The charts tell the story. We never know when a recovery is happening until you look in the rear view mirror. In my opinion we aren’t going to see high volume of sales for many years but price recovery is going to happen as supply and demand goes back to neutral. ~ IML
In each Economic Update, the Research staff analyzes recently released economic indicators and addresses what these indicators mean for REALTORS® and their clients. Today’s update discusses new home sales.
- New single-family home sales perked up in May, rising eight percent in a month, and are 20 percent higher now than a year ago. This data comes from Census/HUD and it measures contract signings, not closings. There is no data on actual closings for newly constructed homes, but one can assume that all of the housing starts eventually get sold at some point.

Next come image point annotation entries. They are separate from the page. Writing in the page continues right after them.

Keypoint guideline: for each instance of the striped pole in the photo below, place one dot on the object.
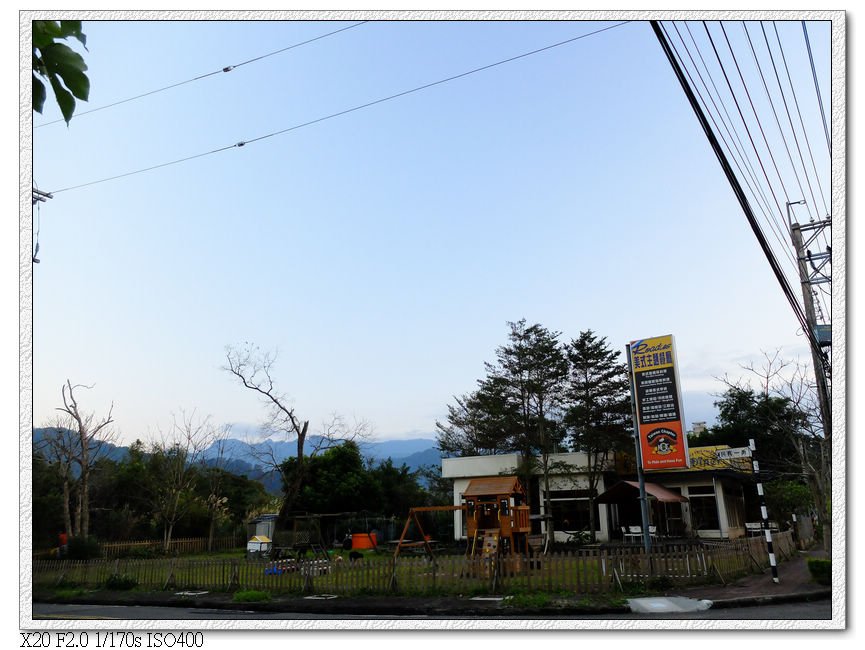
(765, 514)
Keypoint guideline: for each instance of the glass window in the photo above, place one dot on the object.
(704, 509)
(573, 514)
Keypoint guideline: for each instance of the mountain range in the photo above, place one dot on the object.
(254, 459)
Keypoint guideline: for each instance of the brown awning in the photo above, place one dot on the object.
(628, 490)
(493, 486)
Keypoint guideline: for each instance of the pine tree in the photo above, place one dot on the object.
(598, 413)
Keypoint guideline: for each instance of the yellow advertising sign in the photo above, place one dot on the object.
(662, 439)
(705, 459)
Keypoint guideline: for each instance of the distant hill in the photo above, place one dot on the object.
(253, 460)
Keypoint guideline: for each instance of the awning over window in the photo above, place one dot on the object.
(624, 491)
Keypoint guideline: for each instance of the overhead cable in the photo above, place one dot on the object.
(736, 186)
(227, 68)
(817, 87)
(243, 143)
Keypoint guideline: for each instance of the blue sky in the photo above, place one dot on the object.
(382, 252)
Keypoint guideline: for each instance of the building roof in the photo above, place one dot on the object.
(628, 490)
(493, 485)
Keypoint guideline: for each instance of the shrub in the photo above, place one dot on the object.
(121, 582)
(528, 600)
(251, 596)
(659, 583)
(83, 548)
(141, 553)
(821, 570)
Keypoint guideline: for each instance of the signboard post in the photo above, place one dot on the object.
(644, 504)
(659, 424)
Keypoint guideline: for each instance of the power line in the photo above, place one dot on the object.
(227, 68)
(789, 117)
(774, 112)
(739, 147)
(346, 111)
(817, 87)
(736, 186)
(801, 120)
(744, 121)
(755, 189)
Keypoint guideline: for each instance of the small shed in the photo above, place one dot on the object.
(260, 544)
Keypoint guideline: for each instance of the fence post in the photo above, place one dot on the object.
(308, 586)
(234, 582)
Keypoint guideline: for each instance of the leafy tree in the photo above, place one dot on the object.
(335, 481)
(47, 501)
(532, 369)
(481, 423)
(398, 489)
(784, 498)
(254, 369)
(598, 415)
(774, 423)
(61, 66)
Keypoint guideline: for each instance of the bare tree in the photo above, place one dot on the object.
(254, 368)
(174, 459)
(90, 435)
(791, 381)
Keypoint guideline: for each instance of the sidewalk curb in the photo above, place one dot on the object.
(417, 606)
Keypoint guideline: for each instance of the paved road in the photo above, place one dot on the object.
(816, 610)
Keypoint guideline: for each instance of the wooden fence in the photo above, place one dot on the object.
(585, 571)
(183, 546)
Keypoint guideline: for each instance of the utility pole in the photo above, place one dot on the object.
(764, 513)
(809, 279)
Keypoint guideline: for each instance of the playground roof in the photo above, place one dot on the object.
(493, 485)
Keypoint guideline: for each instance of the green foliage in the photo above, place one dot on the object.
(821, 570)
(59, 64)
(339, 480)
(121, 582)
(534, 600)
(775, 424)
(251, 596)
(47, 502)
(599, 408)
(786, 497)
(659, 583)
(83, 548)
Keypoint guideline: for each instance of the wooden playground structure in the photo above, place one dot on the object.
(497, 520)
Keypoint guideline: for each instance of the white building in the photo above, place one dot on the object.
(708, 501)
(569, 493)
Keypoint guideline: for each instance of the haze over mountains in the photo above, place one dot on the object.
(254, 459)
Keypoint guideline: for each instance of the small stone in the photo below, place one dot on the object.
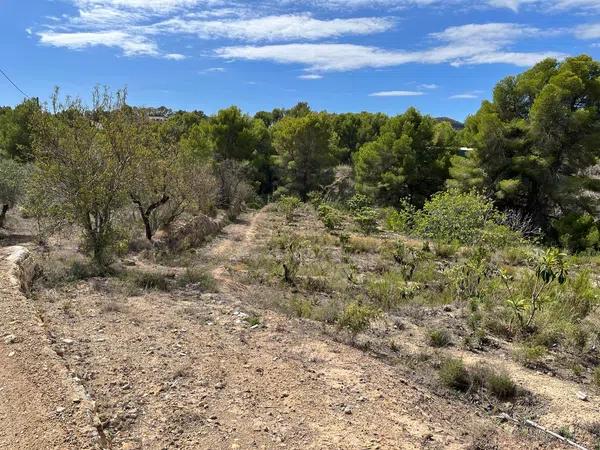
(10, 339)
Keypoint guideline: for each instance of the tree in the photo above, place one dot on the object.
(410, 158)
(83, 159)
(305, 148)
(535, 140)
(15, 130)
(12, 182)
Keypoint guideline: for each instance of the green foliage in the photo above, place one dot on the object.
(409, 158)
(596, 376)
(82, 166)
(330, 216)
(454, 216)
(288, 204)
(305, 149)
(149, 280)
(16, 138)
(199, 278)
(13, 177)
(366, 219)
(402, 219)
(535, 140)
(455, 375)
(577, 231)
(356, 318)
(439, 338)
(358, 202)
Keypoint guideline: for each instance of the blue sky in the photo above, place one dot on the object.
(442, 56)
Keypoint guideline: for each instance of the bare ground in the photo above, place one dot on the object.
(185, 369)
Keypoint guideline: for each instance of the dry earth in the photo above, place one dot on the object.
(93, 366)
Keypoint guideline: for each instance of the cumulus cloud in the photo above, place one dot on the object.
(397, 94)
(466, 45)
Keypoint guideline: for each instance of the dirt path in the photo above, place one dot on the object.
(40, 404)
(184, 369)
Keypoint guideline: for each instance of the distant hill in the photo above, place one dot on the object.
(455, 123)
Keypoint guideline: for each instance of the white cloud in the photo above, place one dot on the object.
(588, 32)
(131, 45)
(175, 56)
(272, 28)
(463, 96)
(466, 45)
(212, 70)
(397, 94)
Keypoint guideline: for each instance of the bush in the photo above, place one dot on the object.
(499, 384)
(288, 204)
(454, 216)
(596, 376)
(366, 219)
(199, 278)
(330, 216)
(439, 338)
(149, 280)
(356, 318)
(358, 202)
(454, 374)
(577, 231)
(401, 220)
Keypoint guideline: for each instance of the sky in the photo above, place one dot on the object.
(441, 56)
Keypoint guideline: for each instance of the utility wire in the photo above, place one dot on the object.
(13, 83)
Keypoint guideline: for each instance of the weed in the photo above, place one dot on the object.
(439, 338)
(149, 280)
(198, 278)
(454, 374)
(357, 318)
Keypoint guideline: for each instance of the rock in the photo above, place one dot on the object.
(10, 339)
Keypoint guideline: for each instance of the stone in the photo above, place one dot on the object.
(10, 339)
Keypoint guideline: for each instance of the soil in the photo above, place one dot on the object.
(97, 366)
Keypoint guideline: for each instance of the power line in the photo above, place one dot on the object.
(13, 83)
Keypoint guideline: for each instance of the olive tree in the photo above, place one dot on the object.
(12, 182)
(83, 159)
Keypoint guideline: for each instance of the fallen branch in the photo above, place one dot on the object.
(537, 426)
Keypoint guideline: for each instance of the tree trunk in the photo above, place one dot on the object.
(3, 212)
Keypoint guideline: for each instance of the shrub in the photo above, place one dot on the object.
(596, 376)
(530, 356)
(199, 278)
(358, 202)
(454, 374)
(401, 220)
(454, 216)
(499, 384)
(288, 204)
(150, 280)
(356, 318)
(330, 216)
(366, 219)
(439, 338)
(577, 231)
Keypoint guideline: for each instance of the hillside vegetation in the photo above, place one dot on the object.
(367, 258)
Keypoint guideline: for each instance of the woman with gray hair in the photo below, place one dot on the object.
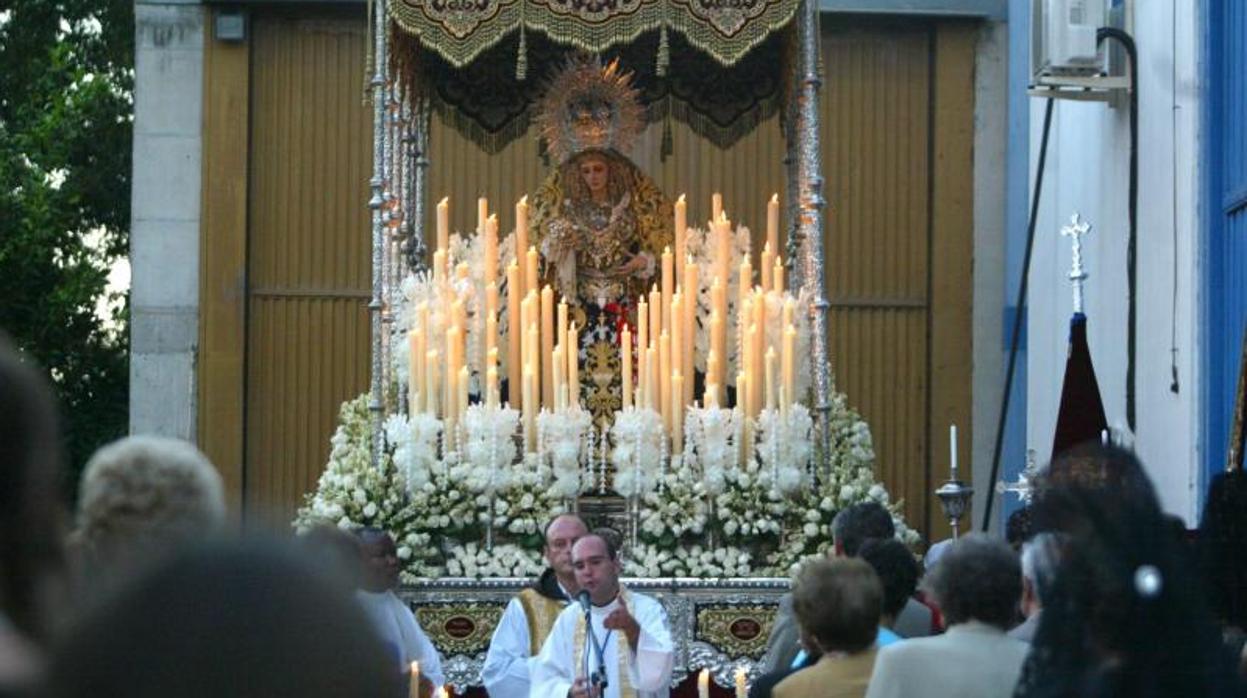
(142, 496)
(977, 585)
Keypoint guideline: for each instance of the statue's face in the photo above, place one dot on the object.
(595, 172)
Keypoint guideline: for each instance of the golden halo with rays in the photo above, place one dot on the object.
(589, 106)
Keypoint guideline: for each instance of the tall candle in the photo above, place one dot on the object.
(655, 312)
(771, 378)
(745, 283)
(490, 272)
(669, 286)
(717, 347)
(677, 338)
(530, 419)
(481, 213)
(681, 233)
(514, 298)
(773, 223)
(560, 370)
(439, 266)
(626, 365)
(677, 413)
(574, 364)
(711, 389)
(430, 382)
(530, 271)
(788, 359)
(491, 387)
(548, 345)
(414, 369)
(444, 223)
(651, 375)
(690, 329)
(521, 234)
(642, 343)
(765, 267)
(952, 450)
(665, 379)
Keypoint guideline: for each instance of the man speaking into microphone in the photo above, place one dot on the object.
(622, 651)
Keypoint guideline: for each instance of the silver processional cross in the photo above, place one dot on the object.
(1078, 274)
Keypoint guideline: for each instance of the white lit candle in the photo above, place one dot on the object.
(952, 449)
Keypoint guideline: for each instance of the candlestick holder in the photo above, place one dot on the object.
(954, 499)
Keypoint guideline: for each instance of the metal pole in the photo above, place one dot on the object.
(374, 203)
(809, 224)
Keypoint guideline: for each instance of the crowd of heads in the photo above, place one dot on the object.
(147, 567)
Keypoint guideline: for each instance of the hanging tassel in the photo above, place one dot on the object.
(669, 146)
(664, 54)
(521, 60)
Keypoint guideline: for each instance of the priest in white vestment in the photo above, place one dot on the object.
(529, 617)
(631, 632)
(393, 620)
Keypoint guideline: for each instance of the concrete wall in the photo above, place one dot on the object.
(165, 219)
(990, 145)
(1088, 172)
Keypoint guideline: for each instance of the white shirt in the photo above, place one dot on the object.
(649, 672)
(402, 635)
(508, 664)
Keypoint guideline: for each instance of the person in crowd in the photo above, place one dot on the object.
(140, 499)
(631, 638)
(898, 573)
(1040, 557)
(851, 527)
(977, 585)
(1125, 616)
(337, 551)
(530, 616)
(838, 605)
(1018, 527)
(31, 519)
(393, 620)
(237, 618)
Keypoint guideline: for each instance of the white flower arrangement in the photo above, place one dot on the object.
(706, 514)
(490, 443)
(784, 448)
(710, 441)
(636, 436)
(476, 561)
(563, 435)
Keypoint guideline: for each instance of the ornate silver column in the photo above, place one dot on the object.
(375, 203)
(419, 176)
(809, 222)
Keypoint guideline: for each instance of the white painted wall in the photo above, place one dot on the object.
(165, 217)
(1088, 171)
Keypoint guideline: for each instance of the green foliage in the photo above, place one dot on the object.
(66, 121)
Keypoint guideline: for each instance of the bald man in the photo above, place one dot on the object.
(531, 613)
(632, 636)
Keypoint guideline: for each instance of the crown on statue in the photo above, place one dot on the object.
(590, 107)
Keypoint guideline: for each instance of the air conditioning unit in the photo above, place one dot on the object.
(1063, 39)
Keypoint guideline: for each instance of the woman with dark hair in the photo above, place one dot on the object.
(31, 559)
(1124, 617)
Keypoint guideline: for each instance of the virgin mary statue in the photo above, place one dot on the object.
(600, 222)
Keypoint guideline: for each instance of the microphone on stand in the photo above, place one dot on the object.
(597, 677)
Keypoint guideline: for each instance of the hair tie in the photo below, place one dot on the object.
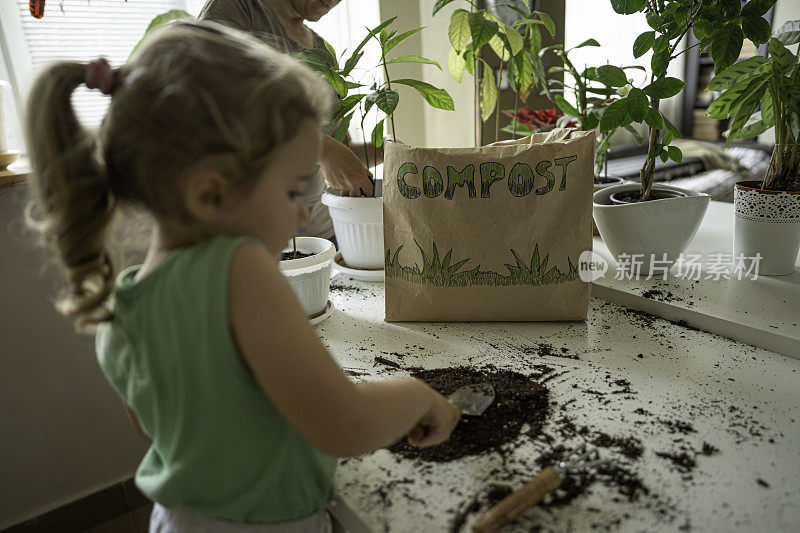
(100, 75)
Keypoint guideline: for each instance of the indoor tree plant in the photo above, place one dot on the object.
(358, 222)
(474, 33)
(629, 221)
(767, 211)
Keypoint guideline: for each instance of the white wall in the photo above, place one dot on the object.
(64, 433)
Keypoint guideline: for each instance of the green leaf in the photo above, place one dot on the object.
(612, 76)
(665, 87)
(394, 41)
(337, 82)
(789, 33)
(523, 73)
(627, 7)
(614, 116)
(756, 29)
(341, 132)
(377, 134)
(158, 21)
(757, 8)
(481, 30)
(767, 110)
(439, 4)
(565, 106)
(659, 62)
(654, 119)
(548, 22)
(345, 106)
(728, 102)
(782, 58)
(587, 42)
(632, 130)
(675, 153)
(638, 104)
(738, 71)
(438, 98)
(386, 99)
(515, 40)
(413, 59)
(488, 94)
(332, 52)
(703, 28)
(729, 9)
(726, 46)
(671, 129)
(643, 43)
(753, 128)
(661, 43)
(455, 64)
(459, 29)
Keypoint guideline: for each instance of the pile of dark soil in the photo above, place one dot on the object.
(519, 400)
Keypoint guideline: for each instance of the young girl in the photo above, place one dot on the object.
(214, 134)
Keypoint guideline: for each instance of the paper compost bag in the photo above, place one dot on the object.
(488, 234)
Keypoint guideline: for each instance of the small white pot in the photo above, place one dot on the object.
(651, 228)
(767, 223)
(310, 277)
(358, 223)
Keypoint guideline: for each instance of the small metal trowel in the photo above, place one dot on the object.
(469, 400)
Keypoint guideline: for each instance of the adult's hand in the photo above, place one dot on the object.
(343, 170)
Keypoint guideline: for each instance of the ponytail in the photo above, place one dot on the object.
(72, 206)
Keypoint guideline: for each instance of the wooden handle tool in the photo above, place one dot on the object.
(419, 430)
(518, 501)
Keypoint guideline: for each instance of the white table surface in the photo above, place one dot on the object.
(763, 312)
(741, 399)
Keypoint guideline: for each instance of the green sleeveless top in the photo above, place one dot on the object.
(220, 447)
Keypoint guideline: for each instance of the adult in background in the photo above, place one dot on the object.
(281, 24)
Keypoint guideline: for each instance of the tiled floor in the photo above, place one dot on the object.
(135, 521)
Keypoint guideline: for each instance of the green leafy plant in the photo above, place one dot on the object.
(474, 33)
(720, 27)
(592, 96)
(773, 84)
(347, 79)
(169, 17)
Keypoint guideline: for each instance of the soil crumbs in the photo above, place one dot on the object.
(519, 401)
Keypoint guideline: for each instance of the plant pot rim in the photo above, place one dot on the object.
(606, 192)
(755, 185)
(331, 199)
(323, 251)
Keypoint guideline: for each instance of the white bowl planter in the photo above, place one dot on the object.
(608, 181)
(767, 223)
(358, 223)
(310, 277)
(651, 228)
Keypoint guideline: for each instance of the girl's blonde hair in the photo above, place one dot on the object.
(194, 95)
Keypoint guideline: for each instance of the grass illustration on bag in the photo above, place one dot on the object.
(488, 233)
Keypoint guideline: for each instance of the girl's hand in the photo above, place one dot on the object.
(438, 423)
(343, 170)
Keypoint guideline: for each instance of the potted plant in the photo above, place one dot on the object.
(767, 212)
(658, 221)
(476, 33)
(306, 264)
(358, 222)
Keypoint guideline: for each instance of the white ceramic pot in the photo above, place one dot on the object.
(611, 180)
(651, 228)
(767, 223)
(358, 223)
(310, 277)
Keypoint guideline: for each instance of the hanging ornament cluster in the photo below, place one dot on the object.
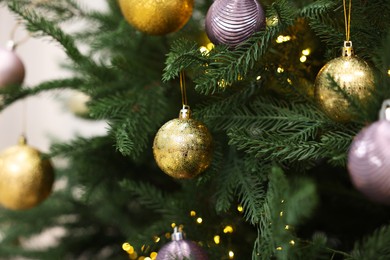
(11, 67)
(157, 17)
(25, 178)
(181, 249)
(345, 75)
(369, 159)
(231, 22)
(183, 147)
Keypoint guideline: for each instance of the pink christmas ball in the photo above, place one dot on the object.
(369, 161)
(233, 21)
(11, 68)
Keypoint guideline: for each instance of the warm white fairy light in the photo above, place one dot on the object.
(283, 38)
(228, 229)
(153, 255)
(217, 239)
(306, 52)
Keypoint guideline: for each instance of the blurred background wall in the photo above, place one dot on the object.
(47, 116)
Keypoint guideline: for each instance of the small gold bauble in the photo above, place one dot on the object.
(183, 148)
(157, 17)
(353, 76)
(25, 179)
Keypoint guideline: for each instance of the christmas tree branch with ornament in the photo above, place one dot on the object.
(236, 129)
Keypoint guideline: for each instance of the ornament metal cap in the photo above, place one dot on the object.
(384, 113)
(177, 235)
(22, 140)
(185, 112)
(347, 49)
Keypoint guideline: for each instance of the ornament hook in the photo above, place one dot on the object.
(384, 113)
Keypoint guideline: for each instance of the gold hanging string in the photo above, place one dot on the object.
(183, 89)
(347, 19)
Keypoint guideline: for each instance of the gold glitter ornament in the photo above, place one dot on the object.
(25, 179)
(183, 146)
(157, 17)
(352, 75)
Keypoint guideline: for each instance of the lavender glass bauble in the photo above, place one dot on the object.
(233, 21)
(11, 68)
(181, 250)
(369, 161)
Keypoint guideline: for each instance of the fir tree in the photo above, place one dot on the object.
(277, 155)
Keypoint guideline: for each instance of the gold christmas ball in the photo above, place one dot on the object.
(25, 179)
(183, 148)
(353, 76)
(157, 17)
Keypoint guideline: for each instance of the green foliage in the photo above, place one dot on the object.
(277, 155)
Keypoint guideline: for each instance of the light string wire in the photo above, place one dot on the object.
(347, 19)
(183, 89)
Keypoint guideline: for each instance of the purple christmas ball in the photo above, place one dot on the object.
(181, 249)
(11, 68)
(369, 161)
(234, 21)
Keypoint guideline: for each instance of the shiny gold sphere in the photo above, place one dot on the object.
(351, 74)
(157, 17)
(183, 148)
(25, 179)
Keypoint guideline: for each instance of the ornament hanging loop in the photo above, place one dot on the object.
(185, 112)
(347, 18)
(384, 113)
(12, 43)
(347, 49)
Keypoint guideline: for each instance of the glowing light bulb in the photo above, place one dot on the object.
(306, 52)
(153, 255)
(228, 229)
(126, 246)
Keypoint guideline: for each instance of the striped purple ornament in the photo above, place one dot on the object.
(369, 161)
(231, 22)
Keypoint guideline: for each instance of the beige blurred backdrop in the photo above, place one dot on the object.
(47, 116)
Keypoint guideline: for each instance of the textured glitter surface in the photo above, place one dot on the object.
(368, 161)
(11, 68)
(233, 21)
(181, 250)
(183, 148)
(157, 17)
(25, 179)
(353, 75)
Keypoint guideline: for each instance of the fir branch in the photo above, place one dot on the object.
(375, 246)
(41, 27)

- The rise in new home sales was due to homebuilders being able to build more homes in 2012. Single-family housing starts have been running about 20 percent higher this year versus last.
- A typical new home sold for $$234,500 in May, which is up by 6 percent from one year before. As with many other home price measurements (such as Case-Shiller, government’s FHFA, CoreLogic, LPS, and NAR), the bottom clearly appears to be passed on a national basis. Some local markets undoubtedly are still experiencing price declines. But based on the latest 4.7 months supply of inventory on newly constructed homes, marking the lowest point since 2005, the home price increase could actually accelerate higher if inventory continues to shrink.
- Mortgages are much more important in completing a new home sale. Only 5 percent of newly built homes were bought with cash. All-cash deals on existing homes (primarily on deeply-discounted distressed properties) have been about one-third of all transactions in the past 3 years.
- The new homes market comprises only about 7 percent of all home sales, with existing homes making up the large remainder. When inventory was elevated several years ago homebuilders desperately sought out REALTOR® help in bringing buyers. Now with inventory thinning, let’s hope homebuilders do not repeat the same mistake they did during the bubble years when they sought to sell homes without a REALTOR®.